Do I revile sitting in front of a monitor, as it is what I do for ten hours a day, receiving emails, checking files, requesting art approvals, coordinating rubberized mat purchases, having to tell some girl who’s been lending money out to people because our company decided not to pay people this month, even though the owner just bought a 35 million dollar apartment in NYC, checking on wire transfers, explaining templates and naming conventions to outside parties, crossreferencing manufacturer and retailer websites, calling out discrepancies in shipping requests, managing third party expectations, updating procedural manuals, while most others I see have the time to kick the fuck back and play card games for four hours a day.
Fuck yeah I’m bitching right now, because I’m fucking tired and want to write, but can’t stand to sit in front of a monitor any more, and can’t seem to find the courage to just quit, lay it all on the line, fuck the transitional period, just fucking quit and have to write to live, have to earn my fucking keep with the blisters forming on my fingers as they glide across the keyboard. They are fucking flying now, you know why? Because this shit is ingrained, because I send three dozen emails a day, mostly while doing something else simultaneously and get paid half of what the average fucking bloke needs to be able to live in this city, because it’s my fucking choice to get up every morning and burn my ass through traffic to glue it to a desk for ten hours so that everything runs smoothly.
So the raise I’m supposed to get will barely fucking cover inflation, but god fucking forbid it the company tries to bump someone’s pay by more than six percent, red flags all over HR, upper management raising eyebrows, who the fuck is this guy that he needs to get this much of a raise anyway? Oh that fucker. The one who’s highly visible, seems on the point of boiling, but channels it into multitasking his way into a corner, then getting himself and five other people where they need to be to see eye to eye on whatever project they are working on. Oh, but I did start at ten bucks an hour, driving a fifteen year old car that I didn’t take enough care of to make it last, and here I fucking am bitching and moaning about how much some guy isn’t paying me, knowing full well that if I don’t abort fucking mission soon that I’ll look up, age forty, wondering where my chances went, discounting my dreams to write fucking stories on a boat off of San Luca or something.
Who the fuck has time to read books anyway? Who the fuck, from mine and subsequent generations, who is fairly fucking hep and has some form of social life, sits down with a book and reads the fucker from cover to cover. I myself start wavering at about page thirty, start getting fidgety, looking to see if there’s something else to do. SO WRITE FUCKING THIRT PAGE BOOKS, SELL THEM TO FUCKING KIDS ON CAMPUS WHO WANT A QUICK STORY, FUN AND EXCITING, OR SADDER THAN ALL HELL, THAT WILL LEAVE THEM WISHING THEY HAD ANOTHER. Or just broadcast your idea on an anonymous webpage, hoping that someone will think “hey that’s a fucking good idea” and make a mint.

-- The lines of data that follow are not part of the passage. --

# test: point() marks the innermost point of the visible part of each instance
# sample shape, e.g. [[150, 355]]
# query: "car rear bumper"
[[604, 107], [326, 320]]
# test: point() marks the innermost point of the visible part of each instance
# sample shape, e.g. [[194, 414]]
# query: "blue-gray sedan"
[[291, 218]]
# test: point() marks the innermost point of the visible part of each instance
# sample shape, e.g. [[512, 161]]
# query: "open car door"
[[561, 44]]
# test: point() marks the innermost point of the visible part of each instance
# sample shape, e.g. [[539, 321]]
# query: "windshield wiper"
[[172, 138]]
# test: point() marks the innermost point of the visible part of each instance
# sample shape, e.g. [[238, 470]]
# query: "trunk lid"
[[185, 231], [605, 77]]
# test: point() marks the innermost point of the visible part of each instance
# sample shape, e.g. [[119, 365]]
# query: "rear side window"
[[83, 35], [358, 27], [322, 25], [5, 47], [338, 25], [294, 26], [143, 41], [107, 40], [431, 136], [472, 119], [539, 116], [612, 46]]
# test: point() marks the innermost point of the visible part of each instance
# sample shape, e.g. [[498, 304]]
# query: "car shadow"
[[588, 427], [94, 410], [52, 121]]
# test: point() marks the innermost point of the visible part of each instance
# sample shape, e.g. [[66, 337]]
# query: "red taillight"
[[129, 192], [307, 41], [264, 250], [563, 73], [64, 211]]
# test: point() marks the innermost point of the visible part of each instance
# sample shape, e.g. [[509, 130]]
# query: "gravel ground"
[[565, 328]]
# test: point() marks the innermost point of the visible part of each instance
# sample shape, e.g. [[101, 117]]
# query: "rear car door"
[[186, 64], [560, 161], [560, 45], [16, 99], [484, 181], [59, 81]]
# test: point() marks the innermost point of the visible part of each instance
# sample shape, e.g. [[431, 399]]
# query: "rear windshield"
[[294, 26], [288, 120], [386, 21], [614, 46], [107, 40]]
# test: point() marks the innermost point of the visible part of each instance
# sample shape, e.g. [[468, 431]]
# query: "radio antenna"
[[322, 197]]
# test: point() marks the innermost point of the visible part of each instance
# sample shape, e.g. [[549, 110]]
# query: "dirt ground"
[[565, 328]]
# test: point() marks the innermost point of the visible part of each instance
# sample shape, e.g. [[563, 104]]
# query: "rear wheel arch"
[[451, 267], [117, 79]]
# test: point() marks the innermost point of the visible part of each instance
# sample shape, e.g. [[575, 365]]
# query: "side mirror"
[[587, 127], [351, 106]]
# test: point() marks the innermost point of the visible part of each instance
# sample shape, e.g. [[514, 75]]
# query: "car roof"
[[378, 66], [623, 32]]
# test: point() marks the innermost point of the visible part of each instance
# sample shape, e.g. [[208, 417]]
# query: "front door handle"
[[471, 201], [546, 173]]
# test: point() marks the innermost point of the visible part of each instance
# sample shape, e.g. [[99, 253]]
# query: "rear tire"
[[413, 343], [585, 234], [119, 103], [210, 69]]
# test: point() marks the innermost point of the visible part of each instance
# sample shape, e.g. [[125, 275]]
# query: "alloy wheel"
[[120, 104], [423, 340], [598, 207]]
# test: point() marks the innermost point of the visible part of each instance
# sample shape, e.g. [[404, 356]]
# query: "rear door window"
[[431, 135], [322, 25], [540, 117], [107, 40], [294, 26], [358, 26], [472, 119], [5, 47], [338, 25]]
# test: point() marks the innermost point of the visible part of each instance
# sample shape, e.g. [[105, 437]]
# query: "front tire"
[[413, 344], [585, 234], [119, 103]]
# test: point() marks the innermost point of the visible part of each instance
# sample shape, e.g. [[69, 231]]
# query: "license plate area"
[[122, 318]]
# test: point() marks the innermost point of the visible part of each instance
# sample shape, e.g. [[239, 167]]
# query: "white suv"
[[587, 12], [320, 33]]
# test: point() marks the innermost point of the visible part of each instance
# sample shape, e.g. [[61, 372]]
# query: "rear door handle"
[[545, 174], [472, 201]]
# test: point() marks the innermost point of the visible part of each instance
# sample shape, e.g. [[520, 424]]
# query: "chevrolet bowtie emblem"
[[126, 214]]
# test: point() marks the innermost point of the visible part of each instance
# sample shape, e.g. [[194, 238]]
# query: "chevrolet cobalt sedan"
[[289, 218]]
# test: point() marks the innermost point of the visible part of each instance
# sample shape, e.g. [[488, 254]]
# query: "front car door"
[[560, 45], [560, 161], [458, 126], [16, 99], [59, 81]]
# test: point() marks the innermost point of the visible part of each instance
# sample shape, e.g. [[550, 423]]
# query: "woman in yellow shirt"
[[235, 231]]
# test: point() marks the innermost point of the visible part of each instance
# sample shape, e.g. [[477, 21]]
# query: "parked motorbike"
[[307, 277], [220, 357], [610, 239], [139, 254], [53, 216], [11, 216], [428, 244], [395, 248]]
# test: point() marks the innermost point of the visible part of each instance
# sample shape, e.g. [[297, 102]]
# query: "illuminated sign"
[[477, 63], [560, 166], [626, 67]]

make the mint yourself, goddammit.
Make it. You got straight A’s in grad school while not even enrolled, can write like you breathe have endless imaginative qualities, and the discipline and drive to do it.

Lay it all down. Fuck cubeland. Write about how much it sucks, about the office romances about the simmering almost-fucking that accompanies two opposing bodies in the brief encounter while passing the printer. It’s fucking hard, but it’s hard that is fun. Why waste your late twenties slaving for the Man. Fuck that. You want to be forty with a bad back from sitting on shitty chairs all day finally in some management position? I don’t think so. I don’t think the holy fire burns for that young man. I think that the passion is sapped by the mindless drudgery of cubeland. And so the fuck what if you take snippets of pieces of others’ work and bind them together into a story. Do you think Shakespeare came up with all his shit on his own? No but he had genius, and genius lurks, at the edges of the mind, in cohorts with his good friend insanity.

FIN ...X

11 May 2005

Release, story resumes, with omissions

The power, the finality of words, never ceases to amaze. Running along, punching my way through powdery sand to escape the encroaching waves, Poseidon churning the sea just off to my left, I say it aloud, in the dimming light of another sunny day in California, to the glistening seaweed, bunched up, a welcome hazard on an otherwise fairly monotonous run.
I do not yell, as the notion, long known to me, hidden beneath a veil of self-doubt and pity, finds its way out with a whimper. “Let her go”, I say, meaning initially the hottie jogging in the other direction, instantly applying it to her. I realize that I should just let her go, let the notion of having her again as a girlfriend, the urge to wait for her, shunning new potentials, burying myself in doubt, the desire to separate myself from the reality of singledom, live in a fog of deception and a poorly-focused mental picture of who I think I know her to be, whom she very well no longer may be, all these things I find myself letting go.
One by one, these weights fall from my heart. When I arrive home, it is as if I had jogged around the block, left knee tingling a bit but still a solid mile of asphalt running without any significant pain or discomfort. Self-diagnosis, given a fairly good understanding of the self, one’s pain tolerances and the minute communications the body provides us with that hold the clues to many if not most physio- and psychological problems.
I now find myself more lost than before, with more weights on my heart, perhaps supplanted from the realities of financially-struggling bachelorhood into my fogged lense of heart-broken existence. Perhaps I’m just full of shit, and have no idea what the hell is going on, but at least the false, detrimental hope for a mending of wounds and realignment of our two selves has been given up for dead, one month now after our parting of ways, the forced schism of our love.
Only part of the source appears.